Florida prosecutors urged a state appeals court Thursday to reinstate the murder conviction of former FBI agent John J. Connolly Jr. for his role in a 1982 slaying that was allegedly orchestrated by notorious gangster James “Whitey” Bulger.
The Florida attorney general’s office wrote in a motion to the Third District Court of Appeals that the court had “overlooked or misapprehended certain points of law and fact” last month when it overturned Connolly’s 2008 conviction for the slaying of Boston businessman John B. Callahan decades earlier in Florida.
The attorney general’s office said a 2-to-1 ruling by the appeals court panel that reversed Connolly’s conviction failed to resolve questions “of great public importance” and asked for a clarification on those issues and a rehearing before all 10 judges on the appeals court.
“All of this is pretty much a delay tactic,” said Florida attorney Manuel Casabielle, who represented Connolly during his 2008 trial in Miami. “It is inevitable that John’s conviction is going to be set aside.”
Miami-Dade State Attorney Katherine Fernandez Rundle, whose office prosecuted Connolly and is working with the attorney general’s office on the appeal, said state prosecutors are pursuing an appeal because they made a commitment to the case that remains strong.
“This appeal is all about technicalities,” Rundle said. “Nobody, nowhere has said he is innocent. . . . We believe that we have to get beyond the technicalities and really look at who he was and what he did.”
Callahan’s widow, Mary of Burlington, said during a telephone interview Thursday that if Connolly is freed, she will find solace in the fact that he received some punishment for his crimes. “He served a lot of time already,” Callahan said. “His reputation is ruined; he’s ruined with the FBI. . . . He has to live with that forever.”
Connolly, 73, who was sentenced to 40 years in prison in 2009 for his role in Callahan’s slaying, grew up in the same South Boston housing development as Bulger and recruited him as an informant in 1975.
After an eight-week trial in 2008, a Florida jury found Connolly guilty of second-
degree murder with a gun for leaking information to Bulger and his sidekick Stephen “The Rifleman” Flemmi that prompted the gangsters to order Callahan’s death.
Flemmi testified at the trial that Connolly warned him and Bulger that the FBI was seeking Callahan for questioning and the businessman would probably implicate the gangsters in the 1981 killing of World Jai Alai owner Roger Wheeler.
Hitman-turned-government witness John Martorano told jurors that at the urging of Bulger and Flemmi, he lured Callahan to Florida and shot him to death.

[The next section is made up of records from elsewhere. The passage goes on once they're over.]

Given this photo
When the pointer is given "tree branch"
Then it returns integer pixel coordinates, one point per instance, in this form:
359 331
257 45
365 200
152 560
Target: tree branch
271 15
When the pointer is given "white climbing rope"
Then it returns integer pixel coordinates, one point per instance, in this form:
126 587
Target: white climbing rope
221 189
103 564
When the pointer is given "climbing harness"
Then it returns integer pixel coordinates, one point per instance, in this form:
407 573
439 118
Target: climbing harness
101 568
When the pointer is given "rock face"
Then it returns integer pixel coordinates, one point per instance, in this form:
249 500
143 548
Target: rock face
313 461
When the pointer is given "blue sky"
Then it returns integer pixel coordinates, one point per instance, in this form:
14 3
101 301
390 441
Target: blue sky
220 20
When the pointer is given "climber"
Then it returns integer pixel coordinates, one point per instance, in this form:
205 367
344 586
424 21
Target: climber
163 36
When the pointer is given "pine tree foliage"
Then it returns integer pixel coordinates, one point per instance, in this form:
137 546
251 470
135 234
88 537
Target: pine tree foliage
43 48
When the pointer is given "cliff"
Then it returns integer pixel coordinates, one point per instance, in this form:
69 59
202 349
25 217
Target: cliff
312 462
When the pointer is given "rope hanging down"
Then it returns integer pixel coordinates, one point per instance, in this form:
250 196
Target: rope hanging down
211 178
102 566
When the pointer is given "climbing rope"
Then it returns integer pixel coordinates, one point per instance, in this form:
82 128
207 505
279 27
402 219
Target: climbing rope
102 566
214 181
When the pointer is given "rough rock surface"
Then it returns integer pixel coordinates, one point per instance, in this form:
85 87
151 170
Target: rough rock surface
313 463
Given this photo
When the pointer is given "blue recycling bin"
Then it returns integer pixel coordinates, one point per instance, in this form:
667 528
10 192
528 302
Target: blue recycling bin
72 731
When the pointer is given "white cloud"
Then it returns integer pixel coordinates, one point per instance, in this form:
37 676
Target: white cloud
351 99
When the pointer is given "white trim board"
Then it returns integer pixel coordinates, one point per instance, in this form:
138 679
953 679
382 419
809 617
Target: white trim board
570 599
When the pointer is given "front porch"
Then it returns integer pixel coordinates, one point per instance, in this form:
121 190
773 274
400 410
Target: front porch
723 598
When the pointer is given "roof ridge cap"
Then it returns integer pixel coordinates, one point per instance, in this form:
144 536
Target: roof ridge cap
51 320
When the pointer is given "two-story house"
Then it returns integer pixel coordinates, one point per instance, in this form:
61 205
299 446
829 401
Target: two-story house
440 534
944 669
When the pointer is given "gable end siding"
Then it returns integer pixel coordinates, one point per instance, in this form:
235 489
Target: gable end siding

The 45-year-old executive’s body was found Aug. 2, 1982, in the trunk of his car at Miami International Airport.
Connolly began serving his sentence for Callahan’s murder in 2011, after he finished a 10-year prison term for a racketeering conviction in Boston.
Initially, the Florida appeals court upheld Connolly’s murder conviction and let his request for a rehearing languish for three years. Meanwhile, Bulger was captured in Santa Monica, Calif., in June 2011 after more than 16 years on the run, and was convicted in Boston last summer of participating in 11 murders, including Callahan’s, while running a sprawling criminal enterprise. Bulger, who is serving two life sentences at a federal prison in Tucson, insists he was never an informant, but rather, paid Connolly for confidential law enforcement information.
In May, the Florida appeals court reversed itself and agreed with Connolly’s defense, which had argued that his second-
degree murder conviction should be overturned because Connolly did not shoot Callahan and at the time of the slaying there was a four-year statute of limitations for second-degree murder in Florida unless a gun was used.
Prosecutors had argued that the conviction should stand because he was carrying his FBI weapon while meeting with Bulger and Flemmi as they plotted Callahan’s murder.
The appeals court found that the trial judge erred when he told jurors that if they did not find Connolly guilty of first-degree murder, they could consider a lesser charge of second degree murder while using a firearm. It was undisputed at trial that Connolly was hundreds of miles away, on Cape Cod, when Callahan was slain.
The court ordered Connolly to remain in prison until the final appeal is decided.
Cambridge attorney Peter Mullane, who has represented Connolly in the past and talks to him weekly by telephone, said that if the appeals court rejects the state’s motion and the Florida Supreme Court does not take the case, then Connolly could be freed in several months. “It might be a merry Christmas for the Connolly family, finally,” Mullane said.